Zwölfjährige im Norden Nummer 2

Mitten in der Beachvolleyball-Saison pckten die Hamburger U13-Meister ihre Sportschuhe ein, um beim Norddeutschen Spielfest in Flensburg anzutreten. Die besten vier Teams aus den Landesverbänden Hamburg, Schleswig-Holstein und Mecklenburg Vorpommern spielten ein gemeinsames Turnier in Flensburg. Zum Hallenvolleyball-Déjà vu reisten sieben hoffnungsvolle Barmbeker an: Jonathan, Nick, Johann, Louis, Mika, Philipp und Jakob.

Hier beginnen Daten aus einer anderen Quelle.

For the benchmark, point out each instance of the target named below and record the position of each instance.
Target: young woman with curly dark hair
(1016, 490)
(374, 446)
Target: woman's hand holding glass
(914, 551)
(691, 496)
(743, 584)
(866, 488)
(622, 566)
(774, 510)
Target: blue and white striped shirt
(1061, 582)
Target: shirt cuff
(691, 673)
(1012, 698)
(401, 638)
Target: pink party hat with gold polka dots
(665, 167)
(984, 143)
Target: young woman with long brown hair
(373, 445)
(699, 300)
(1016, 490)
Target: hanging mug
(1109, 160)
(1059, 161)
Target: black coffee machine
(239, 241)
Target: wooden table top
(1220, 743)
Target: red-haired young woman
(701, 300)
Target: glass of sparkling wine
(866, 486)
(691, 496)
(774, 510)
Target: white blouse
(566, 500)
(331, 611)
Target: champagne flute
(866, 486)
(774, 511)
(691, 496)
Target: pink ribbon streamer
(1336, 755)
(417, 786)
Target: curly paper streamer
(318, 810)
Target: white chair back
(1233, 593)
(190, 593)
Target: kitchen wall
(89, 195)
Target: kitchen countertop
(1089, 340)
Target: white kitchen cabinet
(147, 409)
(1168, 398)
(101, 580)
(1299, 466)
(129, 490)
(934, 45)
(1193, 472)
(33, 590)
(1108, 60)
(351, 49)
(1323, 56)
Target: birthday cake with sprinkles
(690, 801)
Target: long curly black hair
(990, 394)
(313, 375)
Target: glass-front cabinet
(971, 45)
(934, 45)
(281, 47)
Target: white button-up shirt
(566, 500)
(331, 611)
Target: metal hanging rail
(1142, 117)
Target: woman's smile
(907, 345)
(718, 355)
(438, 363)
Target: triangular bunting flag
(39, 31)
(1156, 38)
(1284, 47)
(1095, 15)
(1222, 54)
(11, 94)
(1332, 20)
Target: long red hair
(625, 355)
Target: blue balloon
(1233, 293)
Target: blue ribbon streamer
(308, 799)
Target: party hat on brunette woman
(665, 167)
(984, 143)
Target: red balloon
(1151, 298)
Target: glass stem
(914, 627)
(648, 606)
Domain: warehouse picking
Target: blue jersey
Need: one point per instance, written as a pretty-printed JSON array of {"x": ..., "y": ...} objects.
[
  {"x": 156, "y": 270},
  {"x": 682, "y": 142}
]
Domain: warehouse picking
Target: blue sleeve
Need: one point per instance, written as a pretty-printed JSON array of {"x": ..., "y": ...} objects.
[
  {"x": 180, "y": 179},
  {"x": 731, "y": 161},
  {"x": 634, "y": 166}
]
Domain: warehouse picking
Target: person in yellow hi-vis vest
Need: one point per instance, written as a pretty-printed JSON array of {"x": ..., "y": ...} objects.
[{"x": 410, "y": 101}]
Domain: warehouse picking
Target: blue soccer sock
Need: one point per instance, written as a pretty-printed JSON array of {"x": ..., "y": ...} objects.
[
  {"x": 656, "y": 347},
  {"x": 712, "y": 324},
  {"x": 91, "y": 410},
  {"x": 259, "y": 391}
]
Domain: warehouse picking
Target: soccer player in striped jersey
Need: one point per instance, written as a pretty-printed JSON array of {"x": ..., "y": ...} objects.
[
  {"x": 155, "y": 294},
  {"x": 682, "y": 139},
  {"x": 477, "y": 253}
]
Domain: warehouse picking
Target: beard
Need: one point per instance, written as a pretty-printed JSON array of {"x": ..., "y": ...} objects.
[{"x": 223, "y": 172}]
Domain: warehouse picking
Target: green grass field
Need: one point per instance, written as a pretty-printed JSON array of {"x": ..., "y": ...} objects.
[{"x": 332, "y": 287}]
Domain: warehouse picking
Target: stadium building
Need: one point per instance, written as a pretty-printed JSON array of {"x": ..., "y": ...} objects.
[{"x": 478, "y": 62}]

Benötigen eine größere Vitrine für das zahlreiche Edemetall: Johann, Nick, Jonathan, Jakob, Philipp und Mika.

In der Vorrunde gab es einen leichten 2:0-Auftaktsieg gegen den TSV Russee und einen gut herausgespielten Erfolg gegen die Zweitvertretung des Schweriner SC. Als Gruppenerste konnten die Sieben zuschauen, wie sich der Eimsbütteler TV das Herausforderungsrecht erspielte. In einem Rematch des Hamburger Meisterschaftsfinales ging es um den Einzug in die Top-Gruppe (Platz 1 bis 3) oder die Mittelklasse (Plätze 4 bis 6).  Das westliche Alsterufer erwischte den besseren Start und führte Mitte des ersten Satzes bereits mit sechs Punkten, als Barmbek auswechselte. Danach hatten die Jungs der HTBU das Spiel unter Kontrolle und gewannen 25:19. Im zweiten Satz entstand erneut kein „flow“ und auch Spielerwechsel bewirkten keine grundlegende Veränderung: 23:25 für den ETV – Satzausgleich. Ein leichtes Prickeln überzog die verschwitzt-verklebte Haut der lauthals „E-T-V !“ johlenden Zuschauer*innen. Gelingt die Revanche? Barmbek startet gut und führt zum Seitenwechsel mit 8:4. Alles scheint kontrolliert, doch entgleitet den blauen Helden der sichere Erfolg – der ETV punktet in Serie und führt 8:10. Unsicherheit auf Barmbeker Seite, Breitbrustigkeit und Lautstärke beim Gegner. Auszeit. Klare Aufforderung an die HTBU-Spieler im Angriff effektiver zu sein. Wiederanpfiff. Barmbek punktet in Serie und gewinnt 15:12. Toller Krimi. Mit Abstand zum Abpfiff die umgläubige Frage: „Jetzt gehören wir zu den besten drei Teams und haben Bronze schon sicher?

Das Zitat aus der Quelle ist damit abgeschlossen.